Has a cull of senior parliamentary counsel bequeathed poorly drafted legislation?
The new Consumer Rights Act is said to be the biggest shake-up of consumer law in a generation.
It clarifies consumers’ rights to refunds for faulty goods and for digital content and services. The main elements of a contract must now be transparent and prominent instead of merely legible. After one failed repair, there is a right to a refund or price reduction.
All this I learn from the websites of two leading consumer associations — Which? and Citizens Advice. And I find from a briefing paper issued to business clients by a leading solicitors’ firm that traders who provide misleading information can now be sued for breach of contract, which is easier for consumers to prove than misrepresentation.
How much of this could I have discovered from the statute itself? You might think that a law intended to help consumers would be written in a way they could understand.

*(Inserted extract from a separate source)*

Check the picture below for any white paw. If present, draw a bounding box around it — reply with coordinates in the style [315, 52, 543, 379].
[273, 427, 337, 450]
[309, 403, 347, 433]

First impressions are encouraging. The act’s 101 sections are divided into parts and chapters. These have friendly headings such as ‘what goods contracts are covered?’ and ‘what statutory rights are there under a goods contract?’.
But I am thrown by the very first subsection of section 1. It tells me that part 1 of the act applies ‘where there is an agreement between a trader and a consumer… if the agreement is a contract’. A contract, it adds, can be written, oral or implied from the parties’ conduct. But what constitutes a contract? On this, the act is silent. I have to dredge my memory for what I was taught long ago about ‘offer’, ‘acceptance’ and ‘consideration’. Except in Scotland, of course, where consideration is not required so long as the parties intended to be bound.
The definitions in sections 2 and 3 of the 2015 act seem clear enough. But section 4 makes me wish I had paid more attention to those contract lectures. ‘Ownership of goods,’ it says, ‘means the general property in goods, not merely a special property.’ What’s the difference? And, more to the point, how would a consumer know whether a trader was an absolute owner?
Section 4 continues: ‘For the time when ownership of goods is transferred, see in particular the following provisions of the Sale of Goods Act 1979’. The first such provision is that ‘goods must be ascertained’. Eh? I look up the 1979 act, only to find that ‘ascertained’ is not defined. Nor was it defined in the 1893 act, which the 1979 act replaced. But the ever-helpful Westlaw UK database refers me to what an appeal judge thought it ‘probably’ meant in 1926.
What should we make of that instruction to ‘see in particular’? I am all in favour of chatty statutes but either we need to see the earlier legislation or we do not. And what is meant by ‘but see’, used elsewhere in the act? Is it the same as ‘subject to’ or just another signpost?
For help, I turned to Andrew Burrows, professor of the law of England at Oxford, a fellow of All Souls and formerly one of the law commissioners responsible for advising the government on contract law reform. Burrows was elected president of the Society of Legal Scholars last Thursday, the day the Consumer Rights Act came into force, and took the opportunity to describe the way part 1 of the act was drafted as ‘the antithesis of clarity’. It was difficult to follow because there were so many cross-references to other sections and to earlier legislation.
And it needlessly introduced new terminology for existing concepts, leading to doubts over whether the meaning had changed.
Burrows, who will lead 3,000 legal academics during the coming year, said that even lawyers and judges struggled to understand some new legislation these days. Statutes are drafted by highly specialist Whitehall lawyers. But, to cut costs, many of the most experienced drafters had been encouraged to leave.
‘Since approximately 2011,’ Burrows reported, ‘it would appear that the number of senior parliamentary counsel has been halved from about 16 to eight. Even in an age of austerity, some may think it obvious that this is not a sensible way to proceed and will inevitably lead to inferior quality legislation.’
Could this be true? The Office of the Parliamentary Counsel (OPC) went through a ‘restructure’ in 2010/11, a Cabinet Office spokesperson told me. ‘As a result, and from continuing efforts since then to ensure that the office delivers value for money, the OPC’s headcount now is 25% lower than it was in 2010, and its cost to the taxpayer has been reduced from £12.5m to £8.6m a year.’
But, the spokesperson insisted, ‘the OPC is committed to the highest standards in drafting legislation and the quality remains high’.
Read the Consumer Rights Act 2015; and you be the judge.